Step-by-step explanation:
The question given involves calculating the mean and variance of a combined expenditure on two different beverages, tea (T) and coffee (C), by a population where the expenditures on each beverage are normally distributed, and then analyzing the effect of having zero covariance between the expenditures on the mean and variance of the total expenditure. To calculate the mean total expenditure on beverages when the covariance is 0.15, we multiply the mean expenditure per kg for tea and coffee by the respective quantities consumed (3kg and 1kg) and sum the totals, which gives us a mean of (3 * $2.85) + (1 * $2.12) = $10.57.
The variance of the total expenditure can be found using the formula for the sum of variances, taking into account the covariance between T and C, which is given by VAR(T+C) = VAR(T) + VAR(C) + 2COV(T,C).
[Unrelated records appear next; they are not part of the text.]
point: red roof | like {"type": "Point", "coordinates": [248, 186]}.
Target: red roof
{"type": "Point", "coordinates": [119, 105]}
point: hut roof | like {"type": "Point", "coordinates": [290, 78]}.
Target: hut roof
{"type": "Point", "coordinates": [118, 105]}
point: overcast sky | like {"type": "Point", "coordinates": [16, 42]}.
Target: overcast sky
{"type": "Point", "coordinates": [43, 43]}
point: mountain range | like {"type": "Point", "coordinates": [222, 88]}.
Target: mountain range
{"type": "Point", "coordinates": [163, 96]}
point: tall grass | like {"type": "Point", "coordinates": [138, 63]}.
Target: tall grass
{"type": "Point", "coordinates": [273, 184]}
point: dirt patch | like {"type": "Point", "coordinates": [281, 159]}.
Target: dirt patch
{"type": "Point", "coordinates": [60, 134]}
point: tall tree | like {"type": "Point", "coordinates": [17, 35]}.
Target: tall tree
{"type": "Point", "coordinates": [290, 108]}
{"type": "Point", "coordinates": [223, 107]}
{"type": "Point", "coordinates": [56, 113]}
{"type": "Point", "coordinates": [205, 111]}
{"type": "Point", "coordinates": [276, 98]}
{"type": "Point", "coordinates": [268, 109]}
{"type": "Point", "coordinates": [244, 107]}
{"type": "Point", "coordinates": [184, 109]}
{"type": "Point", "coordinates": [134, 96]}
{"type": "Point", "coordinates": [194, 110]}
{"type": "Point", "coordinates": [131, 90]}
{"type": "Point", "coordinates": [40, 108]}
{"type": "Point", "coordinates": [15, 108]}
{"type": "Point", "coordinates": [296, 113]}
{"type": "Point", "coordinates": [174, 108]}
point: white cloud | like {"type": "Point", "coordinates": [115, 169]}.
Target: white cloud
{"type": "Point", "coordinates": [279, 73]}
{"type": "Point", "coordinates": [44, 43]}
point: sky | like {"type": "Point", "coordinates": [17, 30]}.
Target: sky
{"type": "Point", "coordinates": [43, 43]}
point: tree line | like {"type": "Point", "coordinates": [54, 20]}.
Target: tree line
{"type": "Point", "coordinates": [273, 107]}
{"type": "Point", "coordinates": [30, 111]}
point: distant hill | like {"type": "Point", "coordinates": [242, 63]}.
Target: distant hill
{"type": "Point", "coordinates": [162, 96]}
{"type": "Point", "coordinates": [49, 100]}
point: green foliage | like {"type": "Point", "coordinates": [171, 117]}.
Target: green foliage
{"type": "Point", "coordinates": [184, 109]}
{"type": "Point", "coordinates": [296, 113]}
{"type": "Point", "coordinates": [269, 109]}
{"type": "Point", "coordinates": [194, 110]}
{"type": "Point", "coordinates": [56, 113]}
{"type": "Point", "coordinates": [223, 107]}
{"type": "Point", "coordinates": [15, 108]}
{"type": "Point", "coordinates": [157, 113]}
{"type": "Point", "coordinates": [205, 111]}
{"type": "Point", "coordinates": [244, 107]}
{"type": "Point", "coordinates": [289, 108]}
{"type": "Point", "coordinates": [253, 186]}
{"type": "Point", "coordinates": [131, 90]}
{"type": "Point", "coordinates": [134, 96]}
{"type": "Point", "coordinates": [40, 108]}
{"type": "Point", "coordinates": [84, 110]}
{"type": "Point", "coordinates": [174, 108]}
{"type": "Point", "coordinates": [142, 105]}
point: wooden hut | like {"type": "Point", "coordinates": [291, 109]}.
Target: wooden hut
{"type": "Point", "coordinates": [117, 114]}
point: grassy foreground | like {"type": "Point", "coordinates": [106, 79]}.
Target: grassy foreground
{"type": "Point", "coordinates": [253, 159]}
Here VAR(T) = 0.16 * 9 (since the consumption of tea is 3 kg), VAR(C) = 0.09, and COV(T,C) = 0.15. Thus, the variance of the total expenditure when covariance is 0.15 is 1.44 + 0.09 + 2(0.15) = 1.83.
When T and C have a bivariate normal distribution with covariance zero, we simply add the variances without considering the covariance, so the mean remains the same ($10.57), and the variance becomes 1.44 + 0.09 = 1.53. If T and C have a bivariate distribution with covariance zero, this implies that the variables are independent.